The lovely Liz is posting this for me today, because with any luck, I’ll be in the USA having the Christmas celebration that was cancelled back in December due to snow. Thank you, Liz!
I’ve been doing revisions on my next book, and though some of these revisions are big, structural ones, many of them are quite subtle and small. For example, my editor asked me to soften up one of my secondary characters, the heroine’s younger sister. This involves changing some of the things she says and does, and the way my heroine thinks about her. But surprisingly often, it can consist of just changing one or two words.
For example, here’s a sentence in my first draft:
“It’s none of your business,” Pippi spat at me.

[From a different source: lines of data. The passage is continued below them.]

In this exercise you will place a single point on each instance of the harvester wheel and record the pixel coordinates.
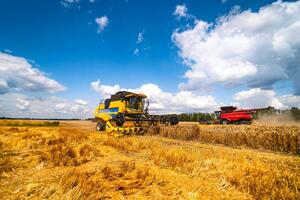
(244, 122)
(101, 126)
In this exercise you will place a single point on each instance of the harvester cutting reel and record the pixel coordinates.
(135, 124)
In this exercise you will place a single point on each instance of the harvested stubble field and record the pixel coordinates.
(75, 162)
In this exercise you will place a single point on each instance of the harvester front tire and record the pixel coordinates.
(101, 126)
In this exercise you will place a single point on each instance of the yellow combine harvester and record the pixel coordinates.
(127, 113)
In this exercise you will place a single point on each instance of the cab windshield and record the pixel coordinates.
(136, 103)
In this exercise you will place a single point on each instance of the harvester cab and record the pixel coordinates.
(127, 113)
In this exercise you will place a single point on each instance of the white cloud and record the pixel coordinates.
(102, 23)
(20, 105)
(290, 100)
(140, 37)
(81, 102)
(104, 90)
(161, 101)
(257, 97)
(68, 3)
(181, 11)
(257, 49)
(135, 52)
(18, 74)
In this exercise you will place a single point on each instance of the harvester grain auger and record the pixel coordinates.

In the revision, I’ve simply changed it to:
“It’s none of your business,” Pippi sobbed.
With the replacement of three words, Pippi’s gone from an antagonistic person to a vulnerable one. She’s no longer attacking her sister; instead, she’s trying to put up defences. It might not be great, world-shattering writing (and yes, I know I broke The Sacred Rule of only using “said” for dialogue tags—so shoot me), but it does what I need it to do.

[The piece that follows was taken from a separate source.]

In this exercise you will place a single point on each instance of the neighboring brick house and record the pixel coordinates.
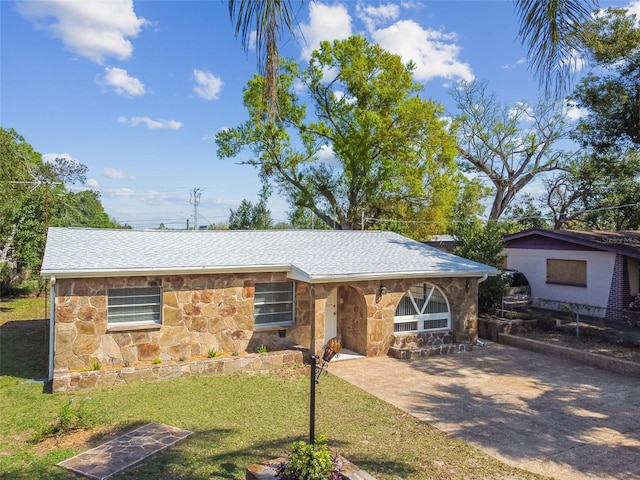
(595, 271)
(125, 296)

Even little tiny things can affect how a reader perceives your character.
I often notice the little things in what I’m reading, too. I’ve recently read two books (by two different authors) where a character was meant to be urbane and sophisticated. And yet, during a formal meal, these well-bred characters pointed their fork at the person with whom they were conversing. I’m assuming their forks were empty, and not loaded with a heap of sauerkraut or whatever, but still...this little lack of table manners destroyed the illusion completely for me.
Have you made similar changes lately? Or noticed little things that were exactly right—or exactly wrong—in what you’re reading?